-
Notifications
You must be signed in to change notification settings - Fork 6
Description
While it is a major milestone to include the SYNAPS-I segmentation into splash_flows, it's clear we need to strategize on how to scale this infrastructure to handle a potentially wider range of models and analysis workflows depending on the user group or experiment.
Here is a list of suggestions/ideas for how to approach this (thank you Xiaoya):
-
The SAM3 / DINOv3 steps are currently hardcoded in the flow, but the workflow may vary across different projects. For example, other projects may load/save U-Net features. Could we make this more flexible?
-
Would be beneficial to move the segmentation and combination code into a separate segmentation.py file, as nersc.py is getting quite long. In segmentation.py, we could load different models depending on the project—for example, for Synaps, we load SAM3 and DINO3 and then combine them, while for Harry’s project, we might load a U-Net model instead
I think we can split it up so ALCF/NERSC flows live in their own subdirectories:
flows/bl832/
nersc/
__init__.py # re-exports NERSCTomographyHPCController
controller.py # class definition + reconstruct, build_multi_resolution
segmentation.py # segmentation_sam3, segmentation_dino, combine_segmentations
streaming.py # streaming mixin stuff
alcf/
__init__.py
controller.py
segmentation.py
-
We need to make model loading and inference more flexible to support different projects.
-
The torchrun command may vary across models.

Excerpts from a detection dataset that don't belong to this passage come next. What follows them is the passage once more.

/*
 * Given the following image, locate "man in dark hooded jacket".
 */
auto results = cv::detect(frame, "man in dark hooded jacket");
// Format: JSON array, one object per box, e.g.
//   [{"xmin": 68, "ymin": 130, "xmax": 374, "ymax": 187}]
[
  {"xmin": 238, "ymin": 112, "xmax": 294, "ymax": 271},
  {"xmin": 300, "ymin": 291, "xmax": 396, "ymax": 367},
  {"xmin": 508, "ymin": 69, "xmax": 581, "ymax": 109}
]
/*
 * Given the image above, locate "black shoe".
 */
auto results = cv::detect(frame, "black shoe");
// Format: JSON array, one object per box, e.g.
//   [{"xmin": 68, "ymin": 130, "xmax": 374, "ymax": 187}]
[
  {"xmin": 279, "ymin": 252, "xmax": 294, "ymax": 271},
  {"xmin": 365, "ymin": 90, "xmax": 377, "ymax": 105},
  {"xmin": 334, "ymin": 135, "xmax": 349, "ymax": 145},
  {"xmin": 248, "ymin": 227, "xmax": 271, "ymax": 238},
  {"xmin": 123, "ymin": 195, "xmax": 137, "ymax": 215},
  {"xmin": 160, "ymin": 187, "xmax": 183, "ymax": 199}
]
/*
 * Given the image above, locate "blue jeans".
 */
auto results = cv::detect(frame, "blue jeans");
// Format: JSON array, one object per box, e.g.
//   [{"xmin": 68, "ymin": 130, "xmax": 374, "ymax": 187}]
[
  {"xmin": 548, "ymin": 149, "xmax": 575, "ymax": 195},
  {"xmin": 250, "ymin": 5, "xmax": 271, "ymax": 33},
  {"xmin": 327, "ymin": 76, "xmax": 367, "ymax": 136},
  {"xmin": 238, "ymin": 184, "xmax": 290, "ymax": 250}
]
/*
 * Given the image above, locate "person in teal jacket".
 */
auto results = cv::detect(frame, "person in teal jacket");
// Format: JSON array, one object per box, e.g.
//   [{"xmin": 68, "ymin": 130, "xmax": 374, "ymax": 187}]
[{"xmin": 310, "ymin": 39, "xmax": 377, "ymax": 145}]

Could we define a function to generate the command for different tasks?
-
As we collaborate with Harry on a different project, I’m wondering whether there is a more general way to handle model loading across different models.
-
MLflow might be a good option to consider in a future PR (though the inference code would likely need to be adapted accordingly). However, I’m not yet sure how to run a Slurm job while loading models from MLflow, and there may be some additional configuration required.
-
I think it makes sense to define separate Flows for each use case (i.e., regular recon/multiresolution, petiole segmentation, Harry's moon rock segmentation, etc.). But we should make sure to encapsulate each HPC job submission as a Task. This way, it would be easier to reuse and rearrange individual components of the pipeline for different Flows.